CERTO SACERDOTE CHAMADO SILVESTRE. O interesse do biógrafo ao falar do apego de Silvestre ao dinheiro e sua conversão consiste em mostrar a força edificadora de frei Bernardo.

NÃO DISPONDO DE MORADA ONDE PERMANECER. A pobreza destes frades não é meio para um fim, como por exemplo ficar pobres para dar testemunho, por solidariedade. Por outro lado eles estão quase competindo: buscam formas sempre mais duras de pobreza; não admitem que alguém seja mais pobre do que eles. A pobreza dos pobres é real e de coação, mas é diferente da pobreza destes frades. Os pobres socioeconômicos parecem mais pobres de quem pode se permitir luxo de ser pobre. Por outro lado ai pobreza escolhida por livre opção fica mais dura do que a deles! Como isso é possível? É que estes frades se colocam na pobreza de coação livremente: é pobreza que surge do “Encontro”.

Nossa compreensão de liberdade humana, já desde a infância, é que liberdade é “liberdade de escolha”; que liberdade é não estar obrigado, é ter outra possibilidade; ser livre é ser espontâneo; ser livre é ser livre das dificuldades. Então tudo o que é imposição diminui a liberdade e a dignidade humana e é duro e difícil. A compreensão usual de liberdade não admite a dureza de uma situação em que não se pode escolher. Precisamos ser mais exatos sobre o que é a liberdade humana.
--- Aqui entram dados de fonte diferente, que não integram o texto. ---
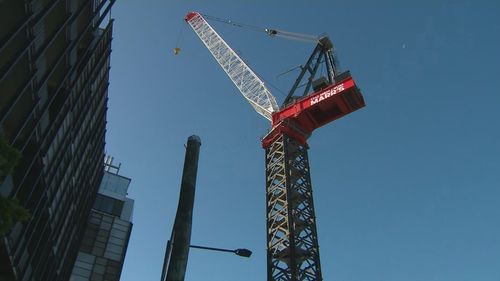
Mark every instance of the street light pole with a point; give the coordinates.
(240, 252)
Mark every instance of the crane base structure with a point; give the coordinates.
(292, 241)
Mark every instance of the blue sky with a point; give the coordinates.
(406, 189)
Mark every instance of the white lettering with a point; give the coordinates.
(335, 90)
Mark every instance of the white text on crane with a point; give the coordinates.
(327, 94)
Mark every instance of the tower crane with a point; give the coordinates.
(292, 242)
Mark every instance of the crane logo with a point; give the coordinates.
(326, 94)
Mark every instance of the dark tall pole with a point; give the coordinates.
(176, 255)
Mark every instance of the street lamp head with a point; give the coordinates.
(243, 252)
Na tradição quando se fala de liberdade se pensa na liberdade como “disposição para”, isto é, vontade de se engajar de corpo e alma; como uma mãe que de corpo e alma se dispõe para aquilo que lhe é imposto pela essência dela: a maternidade; quando optou por ser mãe, não foi ela que escolheu, mas o amor a tomou! Então para mãe, liberdade não é ser “livre de”, mas ser obrigada “por dentro”, isto é, se dispor para a maternidade.
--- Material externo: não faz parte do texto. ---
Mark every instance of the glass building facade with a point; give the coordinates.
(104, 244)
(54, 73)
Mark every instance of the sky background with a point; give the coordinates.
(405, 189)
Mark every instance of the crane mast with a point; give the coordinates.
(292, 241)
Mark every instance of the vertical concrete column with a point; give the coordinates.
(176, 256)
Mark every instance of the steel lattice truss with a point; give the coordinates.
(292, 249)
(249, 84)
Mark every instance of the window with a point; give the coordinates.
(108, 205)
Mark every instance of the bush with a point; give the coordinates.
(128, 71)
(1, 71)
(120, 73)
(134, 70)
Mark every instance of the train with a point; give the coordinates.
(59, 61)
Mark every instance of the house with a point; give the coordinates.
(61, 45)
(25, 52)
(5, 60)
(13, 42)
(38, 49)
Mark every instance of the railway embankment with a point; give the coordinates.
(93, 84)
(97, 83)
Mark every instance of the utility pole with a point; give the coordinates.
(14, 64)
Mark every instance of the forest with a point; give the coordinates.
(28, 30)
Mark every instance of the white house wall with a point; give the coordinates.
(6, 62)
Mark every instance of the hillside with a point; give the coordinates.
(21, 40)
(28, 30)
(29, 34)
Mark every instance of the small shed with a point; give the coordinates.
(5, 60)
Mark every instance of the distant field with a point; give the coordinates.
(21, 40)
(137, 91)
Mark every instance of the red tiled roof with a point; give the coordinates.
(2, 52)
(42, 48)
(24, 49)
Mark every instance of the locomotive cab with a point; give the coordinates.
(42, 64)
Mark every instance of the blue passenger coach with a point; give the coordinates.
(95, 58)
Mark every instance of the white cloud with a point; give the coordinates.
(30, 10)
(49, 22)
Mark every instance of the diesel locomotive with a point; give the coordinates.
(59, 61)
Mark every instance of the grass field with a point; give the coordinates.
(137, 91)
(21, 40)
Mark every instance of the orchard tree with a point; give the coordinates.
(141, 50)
Pessoa que entende a liberdade assim fica adulta, fica de fato livre. A verdade vos libertará: a liberdade vos engajará, vos comprometerá. Uma pessoa que é pobre pelas circunstâncias socioeconômicas, não está “livre” na pobreza, pois está engajada na busca de uma saída de sua situação socioeconômica. Mas quem é coagido, convidado por uma força de engajamento, libera todas as forças para a pobreza “livre” como “necessidade de ser pobre”. São duas pobrezas diferentes. Assim se o franciscano pudesse se livrar da pobreza material não o faria, porque para ele pobreza não é carência.

Que evidência tem estes frades para buscar com tamanha selvageria aquela pobreza? Não foi Francisco que escolheu a pobreza, mas ela foi que escolheu a ele, foi abraçado por ela. Ghandi não foi ele que escolheu aquela causa, mas aquela causa tomou conta dele, assim que não é mais livre de, mas livre para a causa. Isso é encontro. Na existência humana, quando o humano fica sério, se dá este fenômeno: não há mais liberdade de escolha, mas só liberdade para, isto é, liberdade de necessidade. O cristianismo veio anunciar que se alguém não tiver possibilidade de escolha, com isso não acabou a possibilidade humana, pelo contrário, ali começa. Houve escravos que se tornaram grandes personalidades. Esse tipo de liberdade é que é apanágio do homem. (Aí como fica, por exemplo, a questão de ser sacerdote “ad tempus”…? Só transferindo para dentro da “vocação” o fenômeno “empregado”!).

A liberdade de necessidade só é possível depois de ter-se exercitado longamente na liberdade de escolha. No processo de itinerário a grande dificuldade é passar a liberdade de escolha, para a liberdade de necessidade. A liberdade religiosa só pode ser liberdade de necessidade. O itinerário religioso é tão exigente que quase não basta nem a liberdade de necessidade! Hoje se está na vã glória de heróis como Ghandi, Che Guevara… Mas examinando os escritos deles se vê que de seus seguidores exigem liberdade de “necessidade”.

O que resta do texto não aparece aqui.